Eks Jubir KPK Febri Diansyah: 400 Lebih Pelaku Korupsi adalah Aktor Politik

·Bacaan 1 menit

Liputan6.com, Jakarta - Pegiat Antikorupsi Febri Diansyah mengatakan, bahwa Komisi Pemberantasan Korupsi (KPK) telah menangkap lebih dari 400 aktor politik. Menurut dia, hal itu terjadi karena penyalahgunaan kekuasaan mulai dari pencalonan sebagai kepala daerah hingga anggota legislatif.

"Kalau dilihat dari kasus ditangani KPK, lebih dari 400 pelaku korupsinya itu adalah aktor politik, anggota DPR, DPRD, gubernur, wali kota," kata Febri dalam akun Instagram pribadinya @febridiansyah.id, seperti dikutip Liputan6.com, Sabtu (5/6/2021).

Jika ditilik lebih jauh, kata Febri, maka akan muncul pihak swasta yang bermain di belakang aktor politik tersebut. Karena itu dia meyakini jika KPK dapat diintervensi, maka kekuatan aktor politik untuk melakukan rasuah akan semakin kuat.

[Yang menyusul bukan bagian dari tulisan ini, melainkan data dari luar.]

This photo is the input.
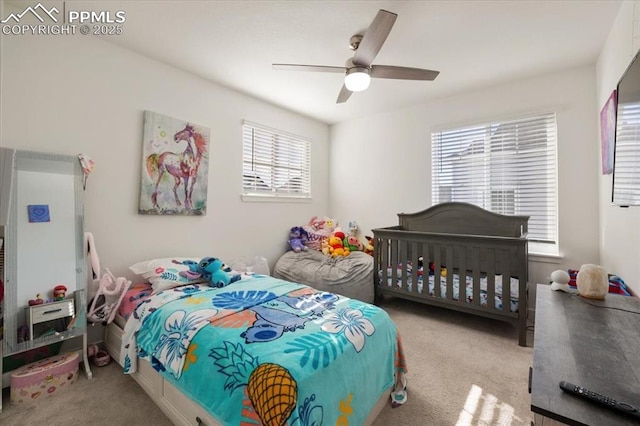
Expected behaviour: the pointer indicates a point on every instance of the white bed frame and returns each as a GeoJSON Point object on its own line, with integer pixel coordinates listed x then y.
{"type": "Point", "coordinates": [176, 406]}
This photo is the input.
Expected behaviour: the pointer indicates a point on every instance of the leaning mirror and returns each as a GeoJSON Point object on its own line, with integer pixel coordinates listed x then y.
{"type": "Point", "coordinates": [44, 264]}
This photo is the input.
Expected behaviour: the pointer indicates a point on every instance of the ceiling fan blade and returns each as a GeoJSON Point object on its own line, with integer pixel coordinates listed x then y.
{"type": "Point", "coordinates": [317, 68]}
{"type": "Point", "coordinates": [374, 38]}
{"type": "Point", "coordinates": [402, 73]}
{"type": "Point", "coordinates": [344, 95]}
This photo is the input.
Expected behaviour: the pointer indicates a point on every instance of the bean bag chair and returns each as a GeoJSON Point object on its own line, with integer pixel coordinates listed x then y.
{"type": "Point", "coordinates": [350, 276]}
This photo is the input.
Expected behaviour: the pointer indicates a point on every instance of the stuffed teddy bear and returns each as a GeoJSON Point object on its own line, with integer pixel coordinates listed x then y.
{"type": "Point", "coordinates": [336, 247]}
{"type": "Point", "coordinates": [560, 280]}
{"type": "Point", "coordinates": [298, 238]}
{"type": "Point", "coordinates": [368, 248]}
{"type": "Point", "coordinates": [353, 228]}
{"type": "Point", "coordinates": [325, 247]}
{"type": "Point", "coordinates": [592, 281]}
{"type": "Point", "coordinates": [352, 243]}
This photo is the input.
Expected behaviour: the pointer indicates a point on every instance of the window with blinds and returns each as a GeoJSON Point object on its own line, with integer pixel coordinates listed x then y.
{"type": "Point", "coordinates": [507, 167]}
{"type": "Point", "coordinates": [275, 163]}
{"type": "Point", "coordinates": [626, 174]}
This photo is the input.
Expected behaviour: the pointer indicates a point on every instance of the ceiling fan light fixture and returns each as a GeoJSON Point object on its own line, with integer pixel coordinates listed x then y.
{"type": "Point", "coordinates": [357, 79]}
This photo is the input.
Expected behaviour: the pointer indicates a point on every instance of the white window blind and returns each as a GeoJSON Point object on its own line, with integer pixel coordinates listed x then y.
{"type": "Point", "coordinates": [626, 175]}
{"type": "Point", "coordinates": [506, 167]}
{"type": "Point", "coordinates": [275, 163]}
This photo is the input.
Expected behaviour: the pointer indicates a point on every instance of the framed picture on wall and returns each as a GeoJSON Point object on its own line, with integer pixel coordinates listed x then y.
{"type": "Point", "coordinates": [174, 166]}
{"type": "Point", "coordinates": [607, 132]}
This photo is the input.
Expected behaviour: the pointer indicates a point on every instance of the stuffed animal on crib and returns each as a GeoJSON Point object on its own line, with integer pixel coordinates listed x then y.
{"type": "Point", "coordinates": [368, 248]}
{"type": "Point", "coordinates": [298, 239]}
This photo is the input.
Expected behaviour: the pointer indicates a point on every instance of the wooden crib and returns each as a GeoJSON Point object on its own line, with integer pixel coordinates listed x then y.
{"type": "Point", "coordinates": [480, 259]}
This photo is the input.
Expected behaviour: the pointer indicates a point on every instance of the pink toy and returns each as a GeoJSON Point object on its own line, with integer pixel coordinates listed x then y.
{"type": "Point", "coordinates": [111, 290]}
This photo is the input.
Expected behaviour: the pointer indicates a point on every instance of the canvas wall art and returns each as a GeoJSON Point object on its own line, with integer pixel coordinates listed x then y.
{"type": "Point", "coordinates": [607, 133]}
{"type": "Point", "coordinates": [174, 166]}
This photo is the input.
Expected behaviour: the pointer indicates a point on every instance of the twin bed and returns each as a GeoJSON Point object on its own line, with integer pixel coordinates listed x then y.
{"type": "Point", "coordinates": [268, 351]}
{"type": "Point", "coordinates": [258, 351]}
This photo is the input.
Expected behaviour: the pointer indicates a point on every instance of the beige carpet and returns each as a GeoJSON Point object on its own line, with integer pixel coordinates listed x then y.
{"type": "Point", "coordinates": [463, 370]}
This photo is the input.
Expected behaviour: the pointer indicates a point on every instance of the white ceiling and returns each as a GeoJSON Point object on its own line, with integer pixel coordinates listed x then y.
{"type": "Point", "coordinates": [472, 43]}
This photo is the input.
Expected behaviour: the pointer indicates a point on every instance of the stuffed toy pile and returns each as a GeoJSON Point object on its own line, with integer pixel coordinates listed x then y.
{"type": "Point", "coordinates": [326, 236]}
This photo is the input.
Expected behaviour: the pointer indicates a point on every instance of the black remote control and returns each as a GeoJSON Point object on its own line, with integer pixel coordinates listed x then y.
{"type": "Point", "coordinates": [589, 395]}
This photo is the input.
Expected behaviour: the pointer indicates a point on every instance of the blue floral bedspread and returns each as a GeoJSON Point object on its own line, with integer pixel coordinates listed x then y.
{"type": "Point", "coordinates": [268, 351]}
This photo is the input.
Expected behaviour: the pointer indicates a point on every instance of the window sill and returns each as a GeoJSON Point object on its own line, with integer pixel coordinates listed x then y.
{"type": "Point", "coordinates": [252, 198]}
{"type": "Point", "coordinates": [545, 258]}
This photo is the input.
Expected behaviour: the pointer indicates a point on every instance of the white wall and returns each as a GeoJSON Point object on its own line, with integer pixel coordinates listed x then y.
{"type": "Point", "coordinates": [76, 94]}
{"type": "Point", "coordinates": [392, 155]}
{"type": "Point", "coordinates": [619, 227]}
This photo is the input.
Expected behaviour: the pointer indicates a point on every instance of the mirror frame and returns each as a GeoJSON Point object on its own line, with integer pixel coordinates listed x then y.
{"type": "Point", "coordinates": [43, 163]}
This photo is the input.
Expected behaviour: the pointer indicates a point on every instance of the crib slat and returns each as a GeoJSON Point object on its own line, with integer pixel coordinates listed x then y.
{"type": "Point", "coordinates": [506, 281]}
{"type": "Point", "coordinates": [462, 274]}
{"type": "Point", "coordinates": [449, 265]}
{"type": "Point", "coordinates": [476, 275]}
{"type": "Point", "coordinates": [393, 245]}
{"type": "Point", "coordinates": [414, 270]}
{"type": "Point", "coordinates": [402, 263]}
{"type": "Point", "coordinates": [383, 245]}
{"type": "Point", "coordinates": [491, 279]}
{"type": "Point", "coordinates": [437, 265]}
{"type": "Point", "coordinates": [425, 269]}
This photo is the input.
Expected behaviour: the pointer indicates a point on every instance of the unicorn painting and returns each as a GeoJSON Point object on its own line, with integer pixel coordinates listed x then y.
{"type": "Point", "coordinates": [174, 176]}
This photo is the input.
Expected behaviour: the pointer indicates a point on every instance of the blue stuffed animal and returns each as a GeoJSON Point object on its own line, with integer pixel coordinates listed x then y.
{"type": "Point", "coordinates": [212, 270]}
{"type": "Point", "coordinates": [298, 238]}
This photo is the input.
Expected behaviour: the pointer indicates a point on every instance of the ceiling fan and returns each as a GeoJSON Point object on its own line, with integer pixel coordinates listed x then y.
{"type": "Point", "coordinates": [359, 69]}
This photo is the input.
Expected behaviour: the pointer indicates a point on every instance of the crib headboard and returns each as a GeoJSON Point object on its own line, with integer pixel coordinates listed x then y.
{"type": "Point", "coordinates": [464, 218]}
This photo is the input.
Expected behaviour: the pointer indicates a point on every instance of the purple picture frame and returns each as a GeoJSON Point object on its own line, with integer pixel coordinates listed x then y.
{"type": "Point", "coordinates": [607, 132]}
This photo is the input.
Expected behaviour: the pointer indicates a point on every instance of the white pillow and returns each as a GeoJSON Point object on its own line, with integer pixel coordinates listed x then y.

"Akar masalah besar dari korupsi di Indonesia dan bahkan di dunia adalah soal politik. KPK (jika) tidak independen dan melemah maka kekuatan koruptor di sektor politik akan menguat," tutur mantan Juru Bicara (Jubir) KPK itu.

Jual Proyek Negara

Ilustrasi Kasus Suap (Liputan6.com/Johan Fatzry)
Ilustrasi Kasus Suap (Liputan6.com/Johan Fatzry)

Dia pun percaya, kalau kekhawatirannya tidak segera dapat dibenarkan oleh KPK, maka mereka yang memiliki kepentingan pendaanaan partai politik akan melakukan korupsi yang lebih masif tanpa bisa dibongkar.

"Kalau lebih masif yang bisa dijual (oleh aktor politik) adalah kewenangan mereka dengan menerima suap, APBN bisa diambil melalui proyek yang ada di kementerian, pengadaan negara atau di tempat lain di daerah, ini sangat rasional," Febri menandasi.

Infografis Novel Baswedan, Perlawanan 75 Pegawai KPK

Infografis Novel Baswedan, Perlawanan 75 Pegawai KPK (Liputan6.com/Triyasni)
Infografis Novel Baswedan, Perlawanan 75 Pegawai KPK (Liputan6.com/Triyasni)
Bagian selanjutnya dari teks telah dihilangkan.